Introducing the ‘Lily drone’ – the flying device that can track its owner, shooting video footage of them as they go
Scopophobes, look away now: this 2.8lb drone, which won the CES 2016 Innovation Award, will, when hurled into the air, follow its owner via a tracking device worn on their wrist, shooting stills and video footage on the way.
Made by San Francisco start-up Lily Robotics, it is waterproof, has an HD 12 megapixel camera, a maximum speed of 25mph and packs a battery life of 20 minutes’ flight time from a two-hour recharge.
Aimed largely at skiers, snowboarders and athletes, the Lily is easy to use – there’s no controller, meaning owners can just hurl it up in the air before their run/slalom, letting them get on with their activity.

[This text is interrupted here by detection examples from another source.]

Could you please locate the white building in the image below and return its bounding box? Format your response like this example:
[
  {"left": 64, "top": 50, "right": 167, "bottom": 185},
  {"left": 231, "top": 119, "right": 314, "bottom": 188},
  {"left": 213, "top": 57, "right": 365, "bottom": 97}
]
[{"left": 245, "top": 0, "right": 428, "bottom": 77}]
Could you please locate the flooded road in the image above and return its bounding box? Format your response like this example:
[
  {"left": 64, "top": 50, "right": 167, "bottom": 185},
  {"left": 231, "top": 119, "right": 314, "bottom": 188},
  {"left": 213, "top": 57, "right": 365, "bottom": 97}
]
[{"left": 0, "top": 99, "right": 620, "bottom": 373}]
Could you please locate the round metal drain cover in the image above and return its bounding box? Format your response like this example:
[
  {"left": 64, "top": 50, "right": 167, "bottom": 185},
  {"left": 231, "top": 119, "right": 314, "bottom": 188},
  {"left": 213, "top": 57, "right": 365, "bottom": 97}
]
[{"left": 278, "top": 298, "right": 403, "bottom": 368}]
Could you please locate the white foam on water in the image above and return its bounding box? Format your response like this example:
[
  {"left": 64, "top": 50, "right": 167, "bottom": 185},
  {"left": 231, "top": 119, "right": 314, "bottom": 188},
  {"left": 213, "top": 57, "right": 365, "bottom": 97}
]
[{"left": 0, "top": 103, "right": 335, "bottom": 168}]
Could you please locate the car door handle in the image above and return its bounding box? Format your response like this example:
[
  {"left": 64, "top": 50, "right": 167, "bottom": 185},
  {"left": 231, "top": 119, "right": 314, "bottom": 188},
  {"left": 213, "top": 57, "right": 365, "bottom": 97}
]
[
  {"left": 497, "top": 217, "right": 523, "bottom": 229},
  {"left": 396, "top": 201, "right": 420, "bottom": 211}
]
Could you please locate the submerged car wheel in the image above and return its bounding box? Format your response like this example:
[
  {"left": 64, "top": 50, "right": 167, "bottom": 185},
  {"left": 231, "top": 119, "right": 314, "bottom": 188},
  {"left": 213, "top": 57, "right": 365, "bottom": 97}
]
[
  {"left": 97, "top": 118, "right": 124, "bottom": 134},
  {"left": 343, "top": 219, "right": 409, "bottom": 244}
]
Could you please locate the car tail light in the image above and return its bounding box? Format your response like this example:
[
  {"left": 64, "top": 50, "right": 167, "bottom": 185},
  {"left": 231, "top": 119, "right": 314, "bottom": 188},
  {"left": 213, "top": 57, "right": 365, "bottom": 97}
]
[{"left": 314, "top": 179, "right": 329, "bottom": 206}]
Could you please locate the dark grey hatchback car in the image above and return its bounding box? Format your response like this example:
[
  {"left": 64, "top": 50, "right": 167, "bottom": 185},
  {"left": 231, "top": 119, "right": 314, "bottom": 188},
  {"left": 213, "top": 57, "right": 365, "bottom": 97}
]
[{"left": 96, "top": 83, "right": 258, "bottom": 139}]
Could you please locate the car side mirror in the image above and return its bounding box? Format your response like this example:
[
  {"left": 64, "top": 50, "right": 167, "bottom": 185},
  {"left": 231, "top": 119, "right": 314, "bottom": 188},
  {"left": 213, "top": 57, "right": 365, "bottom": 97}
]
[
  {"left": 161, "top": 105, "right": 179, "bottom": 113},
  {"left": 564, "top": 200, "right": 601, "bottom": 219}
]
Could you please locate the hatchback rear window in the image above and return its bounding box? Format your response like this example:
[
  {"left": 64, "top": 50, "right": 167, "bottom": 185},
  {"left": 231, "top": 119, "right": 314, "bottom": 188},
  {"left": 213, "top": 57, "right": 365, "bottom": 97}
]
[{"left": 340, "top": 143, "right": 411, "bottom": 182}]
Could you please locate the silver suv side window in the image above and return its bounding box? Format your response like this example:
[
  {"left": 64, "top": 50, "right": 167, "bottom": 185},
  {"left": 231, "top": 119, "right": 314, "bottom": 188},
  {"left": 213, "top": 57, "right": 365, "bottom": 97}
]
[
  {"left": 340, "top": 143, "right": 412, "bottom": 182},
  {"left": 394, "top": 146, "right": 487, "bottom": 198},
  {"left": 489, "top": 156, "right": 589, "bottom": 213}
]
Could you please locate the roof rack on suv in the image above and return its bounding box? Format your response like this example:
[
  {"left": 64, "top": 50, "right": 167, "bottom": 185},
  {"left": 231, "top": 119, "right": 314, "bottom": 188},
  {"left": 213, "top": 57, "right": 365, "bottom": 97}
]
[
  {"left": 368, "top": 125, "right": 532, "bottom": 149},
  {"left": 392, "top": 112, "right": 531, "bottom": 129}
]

Furthermore, it offers more to sports enthusiasts than fixing a GoPro camera to their helmets. Rather than shooting footage from a first-person viewpoint, the Lily can film footage of them in action, prompting some newspapers to brand it a “selfie drone”.
However, the ‘Lily drone’s’ creators would prefer if their brainchild wasn’t likened to the aerial technology.
“We hate the word drone; we just want an easy-to-use autonomous camera,” says chief executive Antoine Balaresque. “For us, tech accessibility is not a downgrade.”
To allay any concerns about drone-style surveillance, the FAQ on Lily Robotics’ website points out that the gadget would be pretty useless for spying on your neighbours.
“The Lily camera is always pointing at you and less than 100ft from you,” it states. “The Lily camera’s motors make noise. So other people will most likely notice it and quickly figure out where you are. You are better off climbing up a tree and using binoculars.”
The company was founded in 2013 by University of Berkeley graduates in a campus robotics lab and has since booked 60,000 pre-orders and $34m (£23m) in sales despite few people sampling the product.
The $499 (£352) gadget begins shipping in the US this month.